- Identification of molecular subtypes related to energy metabolism and cancer prognosis.
Among the 584 EMRGs, a total of 86 genes were significantly associated with the prognosis of STAD patients according to the results of univariate Cox regression analysis with P < 0.05 (Supplementary Table S2). The NMF analysis based on the expression of the 86 genes eventually identified two distinct subtypes (Cluster1[n=123], Cluster2[n=216]) among the 336 STAD patients in the TCGA dataset, which might have close association with cancer energy metabolism processes and prognosis in STAD (Figure 1A). Kaplan-Meier survival analysis revealed that the PFS of STAD patients of the two clusters was significantly different (P = 0.025, HR = 0.66, 95%CI 0.46-0.95; Figure 1B). As shown in the heatmap of gene expression across the two clusters (Figure 1C), the great majority of EMRGs presented higher expression levels in Cluster 2 compared with Cluster 1.

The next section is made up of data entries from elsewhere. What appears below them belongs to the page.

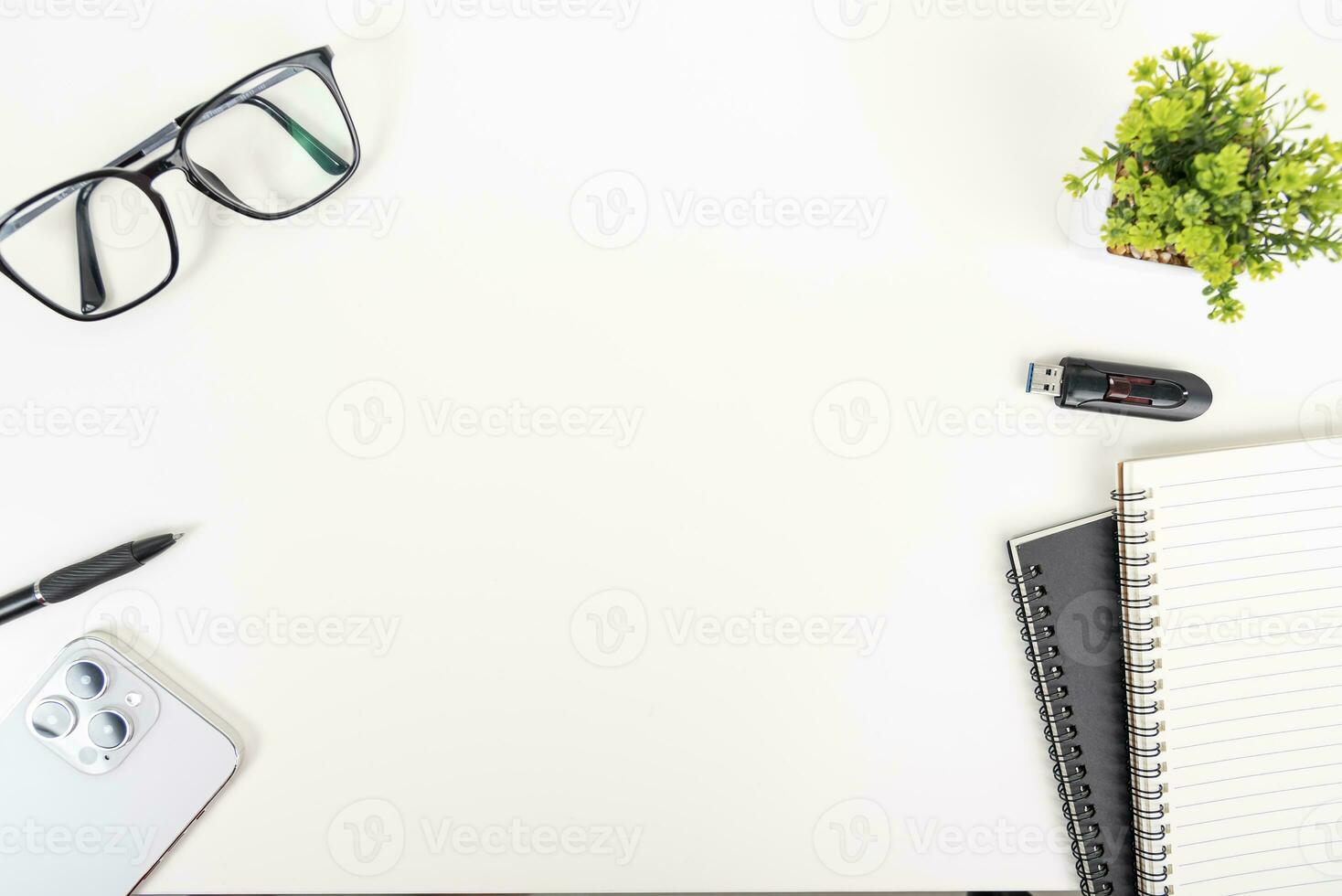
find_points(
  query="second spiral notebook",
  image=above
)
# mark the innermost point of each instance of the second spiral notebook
(1069, 608)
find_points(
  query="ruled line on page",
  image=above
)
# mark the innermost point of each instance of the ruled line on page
(1255, 656)
(1250, 737)
(1266, 494)
(1261, 774)
(1256, 755)
(1235, 519)
(1251, 795)
(1259, 852)
(1250, 637)
(1248, 619)
(1255, 697)
(1253, 597)
(1238, 560)
(1251, 833)
(1263, 715)
(1246, 579)
(1273, 473)
(1244, 539)
(1247, 815)
(1273, 890)
(1250, 677)
(1246, 873)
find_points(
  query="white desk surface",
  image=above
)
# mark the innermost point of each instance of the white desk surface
(456, 269)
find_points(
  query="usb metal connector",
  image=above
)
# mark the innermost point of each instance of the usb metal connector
(1044, 377)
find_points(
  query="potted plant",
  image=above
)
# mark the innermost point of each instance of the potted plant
(1209, 171)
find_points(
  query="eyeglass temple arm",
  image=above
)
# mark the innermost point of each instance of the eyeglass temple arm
(165, 134)
(91, 289)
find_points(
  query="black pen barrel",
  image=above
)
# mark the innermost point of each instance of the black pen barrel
(75, 580)
(19, 603)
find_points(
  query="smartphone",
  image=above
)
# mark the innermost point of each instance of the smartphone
(103, 764)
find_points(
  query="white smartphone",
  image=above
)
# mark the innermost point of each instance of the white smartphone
(103, 764)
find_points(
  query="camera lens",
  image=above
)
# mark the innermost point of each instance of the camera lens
(109, 729)
(86, 680)
(52, 720)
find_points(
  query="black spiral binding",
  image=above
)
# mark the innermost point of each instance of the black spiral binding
(1144, 704)
(1087, 848)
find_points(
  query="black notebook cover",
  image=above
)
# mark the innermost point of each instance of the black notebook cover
(1071, 621)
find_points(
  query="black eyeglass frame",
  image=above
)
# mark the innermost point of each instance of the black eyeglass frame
(317, 60)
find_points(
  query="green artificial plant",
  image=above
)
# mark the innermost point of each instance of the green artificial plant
(1209, 171)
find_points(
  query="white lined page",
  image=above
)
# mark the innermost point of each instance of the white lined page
(1247, 603)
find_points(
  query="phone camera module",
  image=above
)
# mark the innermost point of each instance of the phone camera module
(109, 729)
(52, 720)
(86, 680)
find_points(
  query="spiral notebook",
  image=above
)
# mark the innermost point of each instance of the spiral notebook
(1067, 603)
(1232, 601)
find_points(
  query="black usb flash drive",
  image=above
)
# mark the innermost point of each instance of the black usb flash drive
(1127, 389)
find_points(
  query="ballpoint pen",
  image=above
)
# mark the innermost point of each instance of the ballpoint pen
(82, 577)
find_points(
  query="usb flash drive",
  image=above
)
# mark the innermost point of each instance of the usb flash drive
(1127, 389)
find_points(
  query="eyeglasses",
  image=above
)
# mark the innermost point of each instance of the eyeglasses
(270, 146)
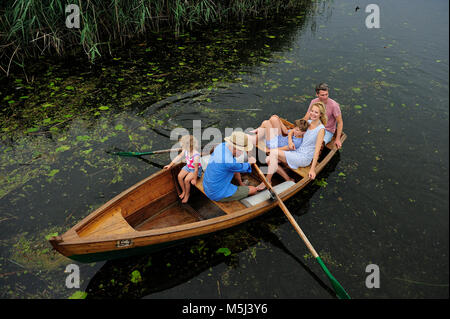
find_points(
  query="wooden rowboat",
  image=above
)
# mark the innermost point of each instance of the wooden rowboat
(150, 216)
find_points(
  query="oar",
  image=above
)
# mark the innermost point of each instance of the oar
(340, 291)
(144, 153)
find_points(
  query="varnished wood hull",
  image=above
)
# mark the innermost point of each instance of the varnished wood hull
(149, 216)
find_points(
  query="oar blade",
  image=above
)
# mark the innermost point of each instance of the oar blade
(340, 291)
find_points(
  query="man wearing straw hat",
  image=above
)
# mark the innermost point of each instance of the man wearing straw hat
(223, 166)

Further comparison with WHO classification suggested that Cluster 1 and Cluster 2 were inclined to the poorly cohesive and tubular subtypes, respectively (Figure 1D). Supported by the TCGA project, Adam et al. [25] once divided STAD patients into four TCGA subtypes: Epstein–Barr virus positive (C1), microsatellite unstable (C2), genomically stable (C3), and chromosomally unstable tumors (C4). By comparing the present results of molecular classification with the classical TCGA four subtypes-classification, we discovered that the identified Cluster1 was inclined to the Barr virus positive (C1) subtype which had a poorer prognosis, while Cluster2 showed more relevance with the genomically stable (C3) subtype whose prognosis was much better (Figure 1E). Comparison analysis with other well-established clustering methods demonstrated the reliability of the classification results.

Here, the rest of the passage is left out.